This, from my good friend Skye Puppy, who always has interesting things to say on topics as varied as right-wing (she would say "intelligent") politics to house painting to flaming bidets:
From the Brisbane Times, April 26, 2007
Thousands of Japanese have been swindled in a scam in which they were sold Australian and British sheep and told they were poodles, The Sun newspaper reported today.
Flocks of sheep were imported to Japan and then sold by a company called Poodles as Pets, marketed as fashionable accessories, available at $1,600 each. ...
The scam was uncovered when Japanese moviestar Maiko Kawamaki went on a talk-show and wondered why her new pet would not bark or eat dog food.
She was crestfallen when told it was a sheep.
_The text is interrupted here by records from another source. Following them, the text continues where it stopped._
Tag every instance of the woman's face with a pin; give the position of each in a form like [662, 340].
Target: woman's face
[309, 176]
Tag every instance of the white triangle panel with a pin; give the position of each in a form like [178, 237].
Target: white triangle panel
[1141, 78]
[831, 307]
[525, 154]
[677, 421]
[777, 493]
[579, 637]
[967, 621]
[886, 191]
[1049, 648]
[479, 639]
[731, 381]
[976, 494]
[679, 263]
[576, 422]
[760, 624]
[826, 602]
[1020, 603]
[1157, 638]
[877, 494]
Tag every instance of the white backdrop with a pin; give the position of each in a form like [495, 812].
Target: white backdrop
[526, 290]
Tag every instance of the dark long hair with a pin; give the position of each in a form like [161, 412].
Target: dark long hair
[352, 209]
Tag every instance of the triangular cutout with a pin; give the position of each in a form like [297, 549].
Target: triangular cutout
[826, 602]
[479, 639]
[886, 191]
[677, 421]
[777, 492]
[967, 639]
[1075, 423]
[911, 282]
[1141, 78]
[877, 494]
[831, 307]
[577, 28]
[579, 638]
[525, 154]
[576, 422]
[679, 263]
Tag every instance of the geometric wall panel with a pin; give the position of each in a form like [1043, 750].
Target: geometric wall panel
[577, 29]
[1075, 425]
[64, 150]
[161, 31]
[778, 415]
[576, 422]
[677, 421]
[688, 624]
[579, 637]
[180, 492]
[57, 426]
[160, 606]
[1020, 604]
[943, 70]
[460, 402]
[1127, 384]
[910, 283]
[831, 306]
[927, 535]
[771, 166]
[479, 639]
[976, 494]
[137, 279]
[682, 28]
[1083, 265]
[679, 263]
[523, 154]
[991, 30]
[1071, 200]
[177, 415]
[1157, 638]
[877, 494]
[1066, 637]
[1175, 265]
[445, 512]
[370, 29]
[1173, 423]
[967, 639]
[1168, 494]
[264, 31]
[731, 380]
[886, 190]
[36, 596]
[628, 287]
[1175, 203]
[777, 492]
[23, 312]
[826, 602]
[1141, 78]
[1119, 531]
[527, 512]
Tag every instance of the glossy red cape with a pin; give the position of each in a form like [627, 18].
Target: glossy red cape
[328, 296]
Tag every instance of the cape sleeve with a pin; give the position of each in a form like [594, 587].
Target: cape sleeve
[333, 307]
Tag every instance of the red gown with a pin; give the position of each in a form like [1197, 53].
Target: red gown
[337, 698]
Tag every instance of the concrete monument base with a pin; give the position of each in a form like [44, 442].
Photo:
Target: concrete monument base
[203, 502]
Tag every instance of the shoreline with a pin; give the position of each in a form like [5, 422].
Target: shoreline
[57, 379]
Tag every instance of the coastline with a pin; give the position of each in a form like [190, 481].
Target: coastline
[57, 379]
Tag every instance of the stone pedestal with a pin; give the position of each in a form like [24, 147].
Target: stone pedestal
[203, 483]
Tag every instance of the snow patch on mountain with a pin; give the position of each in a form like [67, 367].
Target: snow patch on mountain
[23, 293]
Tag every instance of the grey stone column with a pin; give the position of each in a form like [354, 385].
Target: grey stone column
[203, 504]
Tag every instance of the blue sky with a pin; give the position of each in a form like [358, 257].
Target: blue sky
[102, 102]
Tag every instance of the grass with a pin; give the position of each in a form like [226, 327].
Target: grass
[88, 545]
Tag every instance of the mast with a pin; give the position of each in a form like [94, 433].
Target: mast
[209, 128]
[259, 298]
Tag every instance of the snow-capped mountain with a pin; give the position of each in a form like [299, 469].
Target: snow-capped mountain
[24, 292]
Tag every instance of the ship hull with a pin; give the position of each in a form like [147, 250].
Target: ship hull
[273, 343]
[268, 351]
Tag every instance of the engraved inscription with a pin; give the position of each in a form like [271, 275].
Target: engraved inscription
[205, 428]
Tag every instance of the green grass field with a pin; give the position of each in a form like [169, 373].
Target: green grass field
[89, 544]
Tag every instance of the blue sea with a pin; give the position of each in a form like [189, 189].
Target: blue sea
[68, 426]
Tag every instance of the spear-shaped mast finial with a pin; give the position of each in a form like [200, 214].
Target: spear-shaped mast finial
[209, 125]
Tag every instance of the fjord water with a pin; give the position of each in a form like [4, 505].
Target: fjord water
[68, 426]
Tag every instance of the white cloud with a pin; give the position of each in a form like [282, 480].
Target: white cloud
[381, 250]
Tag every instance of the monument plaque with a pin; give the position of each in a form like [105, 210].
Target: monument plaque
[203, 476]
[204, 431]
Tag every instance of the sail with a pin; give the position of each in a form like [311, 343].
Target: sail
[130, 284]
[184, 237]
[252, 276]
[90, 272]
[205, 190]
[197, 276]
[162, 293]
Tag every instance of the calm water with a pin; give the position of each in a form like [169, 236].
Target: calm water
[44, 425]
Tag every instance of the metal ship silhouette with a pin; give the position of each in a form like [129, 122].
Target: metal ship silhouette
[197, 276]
The photo is a sheep disguised as a boxer, provided to me by a high-ranking law enforcement official who wishes to remain anonymous. This animal was confiscated in the bust of an earlier and less successful scammer. Dog buyers beware! If your new puppy spends most of his time grazing in the back yard, you might want to seek the opinion of a qualified veterinarian.
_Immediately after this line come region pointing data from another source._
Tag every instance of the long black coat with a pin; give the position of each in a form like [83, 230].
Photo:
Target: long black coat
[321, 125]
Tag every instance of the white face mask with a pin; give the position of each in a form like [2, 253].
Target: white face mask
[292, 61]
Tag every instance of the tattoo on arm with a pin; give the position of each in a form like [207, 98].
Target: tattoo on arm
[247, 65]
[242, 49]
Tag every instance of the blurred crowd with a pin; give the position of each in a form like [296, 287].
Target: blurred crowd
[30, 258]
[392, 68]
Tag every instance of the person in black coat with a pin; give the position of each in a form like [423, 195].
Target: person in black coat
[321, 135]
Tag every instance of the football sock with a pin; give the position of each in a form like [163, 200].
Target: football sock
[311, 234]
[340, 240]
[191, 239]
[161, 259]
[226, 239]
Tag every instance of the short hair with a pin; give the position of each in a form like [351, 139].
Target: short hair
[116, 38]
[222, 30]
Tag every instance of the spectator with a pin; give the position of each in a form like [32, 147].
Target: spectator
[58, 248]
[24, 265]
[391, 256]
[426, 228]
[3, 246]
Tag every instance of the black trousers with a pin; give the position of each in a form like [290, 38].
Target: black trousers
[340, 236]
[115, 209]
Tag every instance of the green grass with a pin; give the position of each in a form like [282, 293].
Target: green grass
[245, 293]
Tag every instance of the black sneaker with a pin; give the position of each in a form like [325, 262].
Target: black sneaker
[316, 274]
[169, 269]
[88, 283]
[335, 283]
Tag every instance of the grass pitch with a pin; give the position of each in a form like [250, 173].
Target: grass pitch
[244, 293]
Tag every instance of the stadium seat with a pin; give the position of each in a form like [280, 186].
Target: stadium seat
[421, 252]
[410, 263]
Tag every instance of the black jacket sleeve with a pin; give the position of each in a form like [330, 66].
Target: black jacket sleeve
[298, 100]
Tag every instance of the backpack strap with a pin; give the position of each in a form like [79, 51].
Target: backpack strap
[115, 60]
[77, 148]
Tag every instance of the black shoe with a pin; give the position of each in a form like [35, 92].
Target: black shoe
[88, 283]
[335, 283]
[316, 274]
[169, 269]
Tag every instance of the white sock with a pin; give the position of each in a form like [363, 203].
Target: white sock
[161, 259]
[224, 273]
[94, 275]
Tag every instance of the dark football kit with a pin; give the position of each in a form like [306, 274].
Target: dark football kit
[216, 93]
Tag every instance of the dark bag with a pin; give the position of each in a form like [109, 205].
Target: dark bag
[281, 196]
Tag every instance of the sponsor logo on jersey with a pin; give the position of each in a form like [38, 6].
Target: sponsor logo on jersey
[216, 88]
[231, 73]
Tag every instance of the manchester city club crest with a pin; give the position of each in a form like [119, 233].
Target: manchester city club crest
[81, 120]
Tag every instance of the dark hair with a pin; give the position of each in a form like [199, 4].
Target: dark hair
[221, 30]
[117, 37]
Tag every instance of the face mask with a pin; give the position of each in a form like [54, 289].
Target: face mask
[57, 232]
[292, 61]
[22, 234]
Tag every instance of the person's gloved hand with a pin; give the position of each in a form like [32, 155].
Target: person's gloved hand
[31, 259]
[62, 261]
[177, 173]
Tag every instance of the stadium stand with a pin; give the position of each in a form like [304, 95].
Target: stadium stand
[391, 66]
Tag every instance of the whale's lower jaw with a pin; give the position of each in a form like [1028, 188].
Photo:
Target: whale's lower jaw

Warning: One of my faithful readers points out that this story has been debunked by Snopes, the internet site dedicated to dispelling urban legends and other electronic fakery.
A number of news organizations have repeated the story, including the Brisbane Times which I cited. So I've been had.
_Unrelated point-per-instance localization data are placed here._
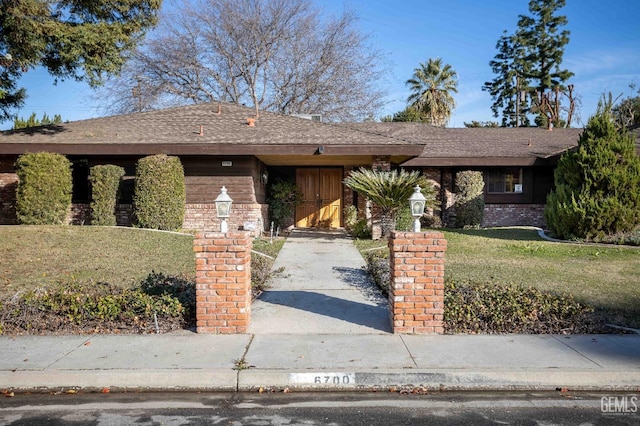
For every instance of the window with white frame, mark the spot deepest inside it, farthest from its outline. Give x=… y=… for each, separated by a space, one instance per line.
x=506 y=180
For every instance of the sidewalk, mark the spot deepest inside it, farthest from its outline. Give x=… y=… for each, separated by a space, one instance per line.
x=188 y=361
x=320 y=327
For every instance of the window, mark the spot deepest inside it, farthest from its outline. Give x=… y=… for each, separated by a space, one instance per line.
x=507 y=180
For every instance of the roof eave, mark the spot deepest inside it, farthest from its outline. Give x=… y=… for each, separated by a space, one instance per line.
x=208 y=149
x=475 y=162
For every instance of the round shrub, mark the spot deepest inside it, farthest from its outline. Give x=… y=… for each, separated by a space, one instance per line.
x=159 y=196
x=45 y=185
x=469 y=205
x=105 y=185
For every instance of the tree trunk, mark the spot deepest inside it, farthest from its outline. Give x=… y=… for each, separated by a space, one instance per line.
x=387 y=224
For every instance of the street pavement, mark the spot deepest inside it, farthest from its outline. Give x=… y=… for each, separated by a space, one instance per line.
x=321 y=326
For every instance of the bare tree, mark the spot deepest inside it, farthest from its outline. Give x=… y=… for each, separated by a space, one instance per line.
x=276 y=55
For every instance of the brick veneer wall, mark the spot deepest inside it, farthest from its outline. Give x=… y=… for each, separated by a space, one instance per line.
x=416 y=293
x=223 y=282
x=514 y=215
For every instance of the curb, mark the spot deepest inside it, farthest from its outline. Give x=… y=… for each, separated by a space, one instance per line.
x=197 y=380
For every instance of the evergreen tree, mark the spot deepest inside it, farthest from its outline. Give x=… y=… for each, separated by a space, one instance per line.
x=627 y=111
x=543 y=42
x=529 y=61
x=597 y=187
x=407 y=115
x=507 y=87
x=33 y=121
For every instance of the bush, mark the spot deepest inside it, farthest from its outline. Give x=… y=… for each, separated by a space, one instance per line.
x=361 y=230
x=283 y=198
x=105 y=185
x=469 y=205
x=159 y=195
x=486 y=308
x=350 y=215
x=45 y=185
x=378 y=269
x=597 y=186
x=93 y=308
x=404 y=220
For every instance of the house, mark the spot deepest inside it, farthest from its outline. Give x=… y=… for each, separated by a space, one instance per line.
x=223 y=144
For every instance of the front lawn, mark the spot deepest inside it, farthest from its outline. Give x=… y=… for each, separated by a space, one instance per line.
x=42 y=255
x=83 y=279
x=605 y=277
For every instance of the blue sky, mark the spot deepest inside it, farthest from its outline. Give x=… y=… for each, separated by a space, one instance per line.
x=603 y=52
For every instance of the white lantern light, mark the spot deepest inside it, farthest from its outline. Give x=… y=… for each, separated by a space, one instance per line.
x=417 y=202
x=223 y=208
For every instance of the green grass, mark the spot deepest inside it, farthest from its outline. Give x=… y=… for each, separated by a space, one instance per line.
x=40 y=255
x=605 y=277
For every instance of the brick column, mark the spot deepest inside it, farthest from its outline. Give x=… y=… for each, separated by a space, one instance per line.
x=223 y=282
x=416 y=293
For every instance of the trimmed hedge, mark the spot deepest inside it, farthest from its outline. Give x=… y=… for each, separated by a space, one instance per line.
x=105 y=186
x=45 y=185
x=159 y=197
x=469 y=205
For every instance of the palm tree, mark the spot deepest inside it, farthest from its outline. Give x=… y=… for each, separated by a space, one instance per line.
x=390 y=191
x=431 y=86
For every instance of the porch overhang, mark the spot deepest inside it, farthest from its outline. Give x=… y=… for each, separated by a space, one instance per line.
x=406 y=150
x=478 y=162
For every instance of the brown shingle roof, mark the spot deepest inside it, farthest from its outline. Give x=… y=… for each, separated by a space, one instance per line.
x=525 y=143
x=179 y=129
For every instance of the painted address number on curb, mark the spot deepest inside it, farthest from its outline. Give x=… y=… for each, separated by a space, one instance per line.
x=319 y=379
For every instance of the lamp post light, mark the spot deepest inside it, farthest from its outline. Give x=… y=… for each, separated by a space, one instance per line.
x=223 y=208
x=416 y=202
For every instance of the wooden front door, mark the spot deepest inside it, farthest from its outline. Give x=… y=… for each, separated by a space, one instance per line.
x=322 y=197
I frequently refer people to Snopes when they receive emails claiming that the White House is hiding aliens in the basement, and so on. This is a great example of how careful you have to be in the digital age. Wikipedia has been frequently compromised by hackers. Phishing sites have been constructed to fool people into thinking they are at a banking site when they are really being scammed out of their credit card numbers.
The bottom line? Be skeptical about what you read online.
Thanks, Cap'n, for the heads up.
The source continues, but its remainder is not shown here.